Я знала, что многие евреи в последние годы поехали отсюда на Родину. Но все это было от меня далеко, отчужденно и страшно. Кому-то разрешили, кого-то держали по нескольку лет. Но никаких подробностей я не знала, потому что неуезжающему еврею общаться с уезжающим нельзя — за это могут отнять тридцать один рубль в получку, принципиально изменить способ существования белковых тел и разрушить дотла твой жалкий обмен веществ. Уезжающий еврей — сионист, изменник, прокаженный.

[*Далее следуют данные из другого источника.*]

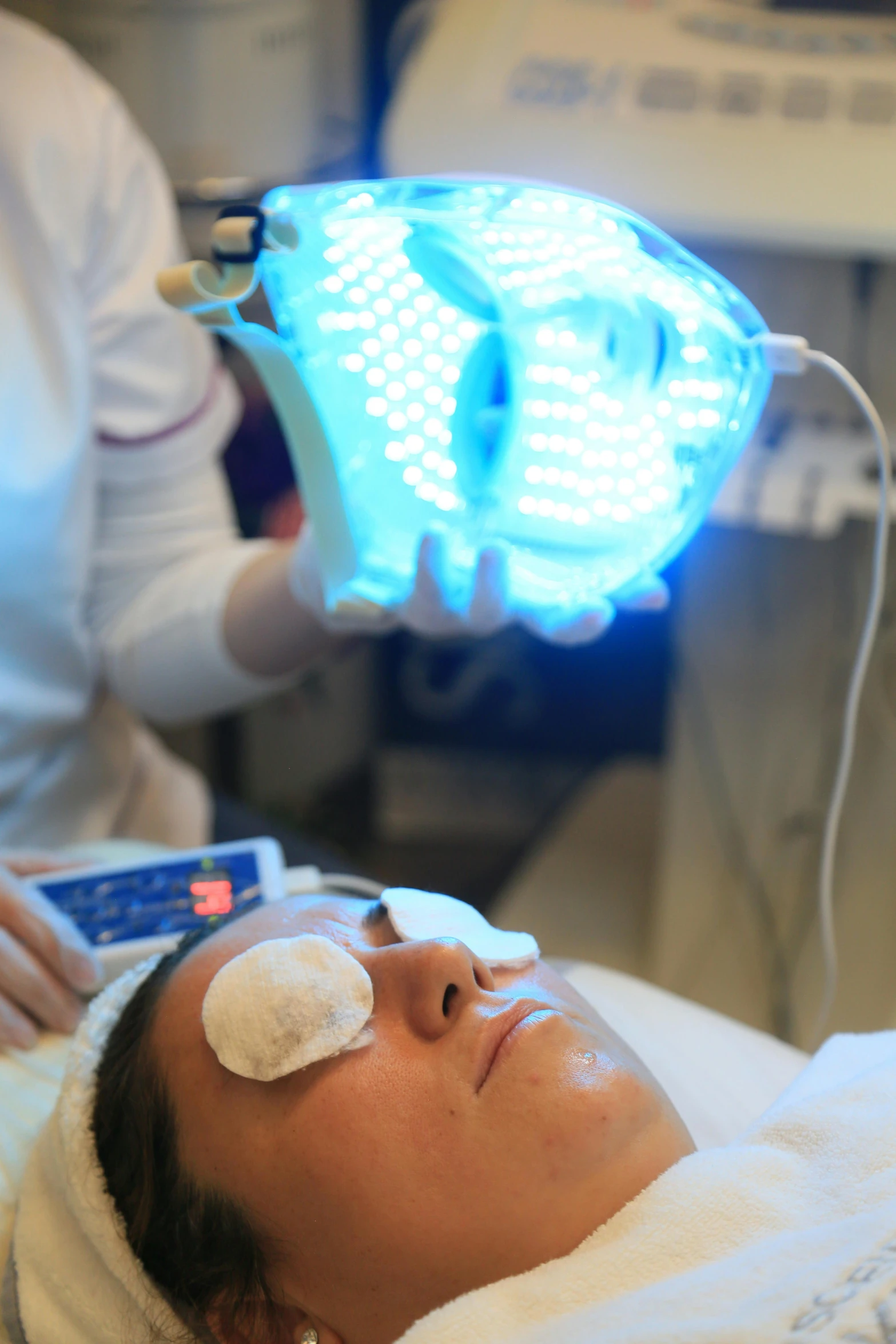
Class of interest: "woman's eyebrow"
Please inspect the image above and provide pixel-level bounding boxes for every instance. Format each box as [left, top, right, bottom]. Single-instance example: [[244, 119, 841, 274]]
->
[[361, 901, 388, 929]]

В бесконечно давние поры антисемиты Манефон, Лисимах, Анион, Аполоний Молон — историки, риторы, писатели античного мира — утверждали, что исход из Египта был не бегством от рабства к свободе и достоинству, а изгнанием прокаженных из счастливой и благополучной земли Аль-Кеме.

Ничто не изменилось. Все повторяется. По-прежнему, каждый уезжающий — прокаженный, и только за общение с ними можно угодить в лепрозорий, благо наши иммунологи совершили неслыханное открытие о психиатрической природе возникновения проказы несогласия и стремления к воле.

Наши прокаженные знают, что они вне закона, что они на полулегальном положении, что никто не защитит их от произвола и насилия, и потому сидят они по норам тихо, стараясь не появляться на людях, вожделенно дожидаясь заветного письма с сообщением, что Черное море расступилось для них.

Никто еще не опроверг закона сохранения энергии. Не исчезает энергия света, тепла и электричества — она лишь превращается в новые формы. А куда же делась неисчислимая энергия боли, стыда и страха миллионов людей? Пропала? Исчезла? Её похоронили?

Но ведь она сохраняется количественно? Она же вечна? Она же неуничтожима?

Она превратилась.

Ее не измеришь в ваттах, джоулях, люксах.

Она растворена в людях. Безграничная энергия зла и безверия.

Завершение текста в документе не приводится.